I bought a batch of 100% Acrylic Beanie Hats at a $1 Each and I wanted to print on them I set heat press to 275F and pressed for 20 seconds.By way of protection to the hat I cut 5 hat shaped pieces of parchment paper which I stapled together and covered said staples in heat proof tape (THIS PIECE I PLACED INSIDE HAT) I then made an Envelope Piece from Parchment paper(The same 5 pieces of Parchment) to which I then put Hat & Inside and Heat Pressed.Ive pressed 30 or so pieces & although a little bit time consuming seems to be successful,to speed up the process I,m going to make 2/3 Parchment protection cases.


----------



## idonaldson (Sep 29, 2008)

Not sure how you are cutting your acrylic, but I do the same with regular print/cut vinyl and then cut shape with laser - no need for heat press and the laser finishes the edges - you can even do it with cloroplast but some edge burning.


----------



## Carmigirl (Jun 18, 2011)

I didn't quite understand the protection part...could you re explain! Thanks!


----------



## Carmigirl (Jun 18, 2011)

And what type of vinyl did you use?


----------



## instant4002 (Dec 11, 2012)

How did you keep that hat from melting. My acrylic hats keep melting.


----------



## Carmigirl (Jun 18, 2011)

Now my hats never melted. My vinyl distorts big time when the hat stretches


----------



## cornerkid (Jun 23, 2011)

*bump .... can someone explain how to prevent melting of the acrylic beanie? it really flattens my hats and distorts the acrylic to somewhat of a flimsy looking material. ........ im pressing at 270F .... full pressure ..... thanks guys.


----------



## Vitality (Oct 5, 2014)

cornerkid said:


> *bump .... can someone explain how to prevent melting of the acrylic beanie? it really flattens my hats and distorts the acrylic to somewhat of a flimsy looking material. ........ im pressing at 270F .... full pressure ..... thanks guys.

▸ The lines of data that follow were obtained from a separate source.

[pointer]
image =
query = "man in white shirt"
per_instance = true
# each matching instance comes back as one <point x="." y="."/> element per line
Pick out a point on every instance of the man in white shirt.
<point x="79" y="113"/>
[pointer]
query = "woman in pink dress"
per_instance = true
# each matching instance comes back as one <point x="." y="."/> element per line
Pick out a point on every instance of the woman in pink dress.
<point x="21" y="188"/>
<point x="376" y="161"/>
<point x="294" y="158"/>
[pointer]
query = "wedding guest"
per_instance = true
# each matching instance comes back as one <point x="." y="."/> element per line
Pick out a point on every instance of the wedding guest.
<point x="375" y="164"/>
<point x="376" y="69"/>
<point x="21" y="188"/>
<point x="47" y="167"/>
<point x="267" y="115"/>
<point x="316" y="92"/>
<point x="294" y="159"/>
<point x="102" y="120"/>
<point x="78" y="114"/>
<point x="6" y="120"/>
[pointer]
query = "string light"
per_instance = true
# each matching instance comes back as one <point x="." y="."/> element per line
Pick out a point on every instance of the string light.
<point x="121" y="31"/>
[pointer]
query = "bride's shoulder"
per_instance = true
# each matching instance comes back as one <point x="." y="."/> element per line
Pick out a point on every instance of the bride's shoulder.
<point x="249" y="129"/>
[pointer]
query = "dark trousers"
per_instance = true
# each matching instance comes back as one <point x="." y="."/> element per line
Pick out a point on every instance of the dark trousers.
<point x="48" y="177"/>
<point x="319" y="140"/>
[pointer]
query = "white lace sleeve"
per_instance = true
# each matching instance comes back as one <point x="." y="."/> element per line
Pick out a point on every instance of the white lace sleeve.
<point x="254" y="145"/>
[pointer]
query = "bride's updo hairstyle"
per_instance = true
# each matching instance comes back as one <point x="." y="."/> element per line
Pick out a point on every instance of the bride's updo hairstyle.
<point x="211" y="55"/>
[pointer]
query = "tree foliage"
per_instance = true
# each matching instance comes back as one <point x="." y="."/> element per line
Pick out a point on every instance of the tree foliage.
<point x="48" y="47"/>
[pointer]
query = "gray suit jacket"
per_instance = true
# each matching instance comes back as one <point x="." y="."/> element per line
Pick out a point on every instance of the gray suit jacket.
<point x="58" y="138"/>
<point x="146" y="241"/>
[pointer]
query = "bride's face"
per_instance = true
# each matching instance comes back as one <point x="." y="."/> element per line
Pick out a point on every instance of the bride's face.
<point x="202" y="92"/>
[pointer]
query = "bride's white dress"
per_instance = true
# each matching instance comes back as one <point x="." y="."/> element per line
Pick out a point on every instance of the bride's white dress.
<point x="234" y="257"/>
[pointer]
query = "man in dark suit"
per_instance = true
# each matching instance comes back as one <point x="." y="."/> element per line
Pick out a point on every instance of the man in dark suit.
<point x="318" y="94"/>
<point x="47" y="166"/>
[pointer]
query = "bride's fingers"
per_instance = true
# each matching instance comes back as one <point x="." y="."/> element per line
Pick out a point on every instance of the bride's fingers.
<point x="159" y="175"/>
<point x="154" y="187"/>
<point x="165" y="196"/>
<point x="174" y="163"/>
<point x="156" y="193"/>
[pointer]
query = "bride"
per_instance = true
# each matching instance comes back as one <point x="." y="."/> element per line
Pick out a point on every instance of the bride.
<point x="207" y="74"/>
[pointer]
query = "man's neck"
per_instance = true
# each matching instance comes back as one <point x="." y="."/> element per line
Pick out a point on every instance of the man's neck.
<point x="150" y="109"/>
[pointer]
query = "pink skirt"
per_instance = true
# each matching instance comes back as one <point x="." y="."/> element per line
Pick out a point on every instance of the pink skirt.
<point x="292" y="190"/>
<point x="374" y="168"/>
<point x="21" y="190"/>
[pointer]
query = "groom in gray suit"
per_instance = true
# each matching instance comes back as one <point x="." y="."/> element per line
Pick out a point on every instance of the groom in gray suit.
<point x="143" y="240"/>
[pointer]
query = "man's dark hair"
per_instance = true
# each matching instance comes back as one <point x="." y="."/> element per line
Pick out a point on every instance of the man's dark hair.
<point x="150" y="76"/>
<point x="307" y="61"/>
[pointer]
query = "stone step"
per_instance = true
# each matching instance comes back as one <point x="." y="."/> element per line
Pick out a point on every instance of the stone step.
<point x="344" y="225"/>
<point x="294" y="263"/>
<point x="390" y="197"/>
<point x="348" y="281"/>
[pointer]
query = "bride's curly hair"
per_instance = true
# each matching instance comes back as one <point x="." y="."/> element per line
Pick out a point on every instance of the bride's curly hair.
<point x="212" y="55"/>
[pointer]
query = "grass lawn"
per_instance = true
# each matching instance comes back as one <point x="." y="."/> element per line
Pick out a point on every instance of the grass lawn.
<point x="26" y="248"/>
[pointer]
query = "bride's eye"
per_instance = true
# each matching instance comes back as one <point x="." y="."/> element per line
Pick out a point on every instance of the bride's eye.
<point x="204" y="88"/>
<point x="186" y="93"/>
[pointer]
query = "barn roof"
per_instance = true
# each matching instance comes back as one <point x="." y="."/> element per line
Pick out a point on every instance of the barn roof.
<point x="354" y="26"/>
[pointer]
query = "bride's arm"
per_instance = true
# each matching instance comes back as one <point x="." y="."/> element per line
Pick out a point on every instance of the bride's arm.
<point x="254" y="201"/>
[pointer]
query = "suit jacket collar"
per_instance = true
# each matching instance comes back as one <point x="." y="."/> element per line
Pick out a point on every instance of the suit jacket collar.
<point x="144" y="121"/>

This is STILL the $60,000 question that people can't.. or just plain won't answer


----------



## sportkids (Aug 22, 2007)

Felt, silicone sheet or teflon sheet might be much easier and more heat proof. Make your own teflon pad - heat resistant foam, teflon sheets, and stitch the teflon sheet around the foam. Large teflon sheets on Amazon - 5 of them for $10, when they usually are $14-$16 thru suppliers


----------



## sportkids (Aug 22, 2007)

I tried it before. Acrylic has a lot of petroleum substance to it. The heat press makes it waxy and flattens it like a pancake. You have to look at the specs before you buy the Beanies, or better yet, check with a higher end supplier like Holloway.


----------



## Lees Custom (Mar 1, 2013)

Not entirely sure about vinyl, as it all has different application temperatures. They do make ones that apply at lower temps, which I would assume is what you want(?).

Fabrics like this, are never full pressure. Too much puff to them which under a heated press, will just flatten out. 

I have run into an issue before where I do a skull cap and the stitching is so dense, it would give you a skid mark on your forehead. I like to use heat applied backings/coverings to avoid this but first time I did it, I burned the hat, distorted it, and just flat out ruined it.

Being stubborn and type A, I don't like to take no for an answer. I tested a few methods until I found one that I was happy with that if it is ruining my hats, I will eat them.

Here is what I do:

Light Pressure, 300* F temp, cover with a Stahls Flexible Application Pad, 10-12 seconds press time.

No melting, no warping, no burn marks and it isn't a pancake.


----------